Она пришла на следующий день в тот же час. Вокруг них опять собралась толпа, подбадривающая и его, и танцовщицу восхищенными выкриками и аплодисментами. Его сердце колотилось в такт ее хлопкам и притоптываниям, его пальцы летали по струнам так, как порхали ее кисти, он даже расправил плечи и так же вскинул подбородок, невольно копируя ее движения. Но… Девушка опять исчезла, едва он сделал паузу. Сальвадор кинулся за ней, но незнакомка в ярком платье невероятным образом умудрилась раствориться в толпе. И опять он провел ночь без сна, разыскивая ее. Отбросив стеснение, расспрашивал о девушке всех встречных и с каждой новостью о ней погружался в темное и мрачное отчаяние: девушка, похитившая его музыку, никогда не станет его.
Она сама нашла его. Пришла на исходе ночи, в самый темный час перед рассветом. И его удивленное восклицание оборвала вдруг поцелуем. Без единого слова, только обжигая его ухо горячим дыханием, прекрасная байлаора и здесь взяла инициативу. В любви она оказалась не менее страстной, чем в танце.
– Как тебя зовут? – спросил Сальвадор, любуясь ее ровной стройной спиной, белеющей в темноте. Он знал ее имя, но желал услышать его из ее уст. Это стало бы первым словом, которое бы она сказала ему.
– Долорес, – тихо ответила девушка.
Боль. Он уже знал, что она станет его невыносимой, нескончаемой болью, которую он унесет в своем сердце, уйдя утром из поселка.
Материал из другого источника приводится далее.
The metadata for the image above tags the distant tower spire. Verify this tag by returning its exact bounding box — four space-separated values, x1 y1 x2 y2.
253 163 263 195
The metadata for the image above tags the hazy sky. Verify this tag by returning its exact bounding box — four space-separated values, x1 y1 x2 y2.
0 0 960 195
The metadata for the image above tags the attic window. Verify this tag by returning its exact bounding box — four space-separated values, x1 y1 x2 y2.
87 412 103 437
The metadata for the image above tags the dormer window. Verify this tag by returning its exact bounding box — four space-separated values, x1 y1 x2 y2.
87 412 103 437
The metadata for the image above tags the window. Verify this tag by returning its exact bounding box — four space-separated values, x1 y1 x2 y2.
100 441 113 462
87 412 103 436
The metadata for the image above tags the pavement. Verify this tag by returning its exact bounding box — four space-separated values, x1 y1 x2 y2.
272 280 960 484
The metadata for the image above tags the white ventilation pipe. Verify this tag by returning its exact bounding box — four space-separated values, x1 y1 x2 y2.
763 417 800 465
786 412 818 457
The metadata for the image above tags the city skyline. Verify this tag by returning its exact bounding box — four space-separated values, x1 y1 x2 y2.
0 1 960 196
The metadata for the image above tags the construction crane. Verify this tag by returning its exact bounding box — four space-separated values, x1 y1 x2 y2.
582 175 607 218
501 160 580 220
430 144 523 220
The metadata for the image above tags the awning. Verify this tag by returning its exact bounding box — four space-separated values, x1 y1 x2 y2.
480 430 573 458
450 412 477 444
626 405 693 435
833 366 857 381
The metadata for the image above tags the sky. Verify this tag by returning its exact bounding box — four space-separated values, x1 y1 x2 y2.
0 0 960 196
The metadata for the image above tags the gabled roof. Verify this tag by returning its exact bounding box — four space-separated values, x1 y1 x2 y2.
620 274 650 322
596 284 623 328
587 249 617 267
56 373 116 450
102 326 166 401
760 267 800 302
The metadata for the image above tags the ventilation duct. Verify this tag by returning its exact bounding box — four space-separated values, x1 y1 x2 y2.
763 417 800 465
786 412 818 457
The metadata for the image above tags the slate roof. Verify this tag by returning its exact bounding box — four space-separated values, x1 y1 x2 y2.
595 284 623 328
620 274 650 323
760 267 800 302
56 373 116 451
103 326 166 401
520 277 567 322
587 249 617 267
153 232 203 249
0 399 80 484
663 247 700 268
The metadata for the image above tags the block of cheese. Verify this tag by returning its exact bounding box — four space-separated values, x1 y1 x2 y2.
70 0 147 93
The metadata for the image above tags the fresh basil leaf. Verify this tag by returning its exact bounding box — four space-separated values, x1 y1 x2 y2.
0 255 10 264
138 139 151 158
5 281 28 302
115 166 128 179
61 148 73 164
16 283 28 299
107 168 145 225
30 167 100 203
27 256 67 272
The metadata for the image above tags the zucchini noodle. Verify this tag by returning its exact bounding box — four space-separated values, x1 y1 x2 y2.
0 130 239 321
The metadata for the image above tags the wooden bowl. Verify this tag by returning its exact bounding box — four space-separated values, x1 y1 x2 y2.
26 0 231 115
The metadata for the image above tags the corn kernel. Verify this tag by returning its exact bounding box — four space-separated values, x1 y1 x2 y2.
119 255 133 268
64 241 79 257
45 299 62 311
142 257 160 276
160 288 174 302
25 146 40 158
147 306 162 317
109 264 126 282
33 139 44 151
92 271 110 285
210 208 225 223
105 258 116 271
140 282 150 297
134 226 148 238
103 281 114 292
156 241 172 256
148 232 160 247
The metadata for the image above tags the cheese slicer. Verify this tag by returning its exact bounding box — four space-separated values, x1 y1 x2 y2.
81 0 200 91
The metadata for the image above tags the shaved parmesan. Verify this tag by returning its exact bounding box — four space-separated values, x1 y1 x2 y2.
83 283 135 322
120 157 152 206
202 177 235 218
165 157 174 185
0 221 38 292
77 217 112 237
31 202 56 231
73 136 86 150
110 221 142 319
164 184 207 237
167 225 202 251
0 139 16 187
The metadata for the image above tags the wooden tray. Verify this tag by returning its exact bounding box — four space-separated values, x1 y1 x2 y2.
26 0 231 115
И хоть сюда он больше не вернется, воспоминание о Долорес будет носить с собой всю жизнь.
Ей было семнадцать лет, и год назад ее отдали замуж за владельца местных земель Маноло Торреро Санчеса, который был старше ее едва ли не втрое. История этой девушки казалась и простой, как быль, и сказочно невероятной. Может быть, кто-то, услышав ее, порадовался тому, как удачно сложилась судьба Долорес, единственной дочери вдовца-бедняка, живущего за оброк в одном из крошечных домов, принадлежащих семье Торреро Санчес, и обрабатывающего прилагающийся к дому клочок земли. Кое-как справлялись: братья и отец-вдовец обрабатывали землю, девушка вела домашнее хозяйство. И жили бы они так, если бы два года подряд не случались неурожаи и долг владельцу земли не принял устрашающих размеров. Однажды в дом отца Долорес приехал сам хозяин и выдвинул ультиматум: либо они расплачиваются, либо через три дня убираются из дома и идут на все четыре стороны. Горе… Отец едва не слег больным, братья с мрачным видом принялись паковать домашнюю утварь, готовясь покинуть обжитое место. Но судьба решила разыграть неожиданную комбинацию, и за день до назначенного срока в дом опять пожаловал владелец с новым предложением. «Отдашь мне ее, прощу долг», – ткнул он в хлопочущую по хозяйству шестнадцатилетнюю девушку. И, как ни плакала Долорес, как ни просила отца и братьев не отдавать ее в господский дом, сделка состоялась.
– Спаси меня, – вдруг сказала Долорес, резко оборачиваясь к Сальвадору. – Ты же мой Спаситель, верно? Ты же пришел за мной?..
Она знала его имя: видимо, так же, как и он о ней, спрашивала о нем.
– Спаси, или я умру. Тут! С ним, старым и нелюбимым! Возьми меня с собой… Возьми!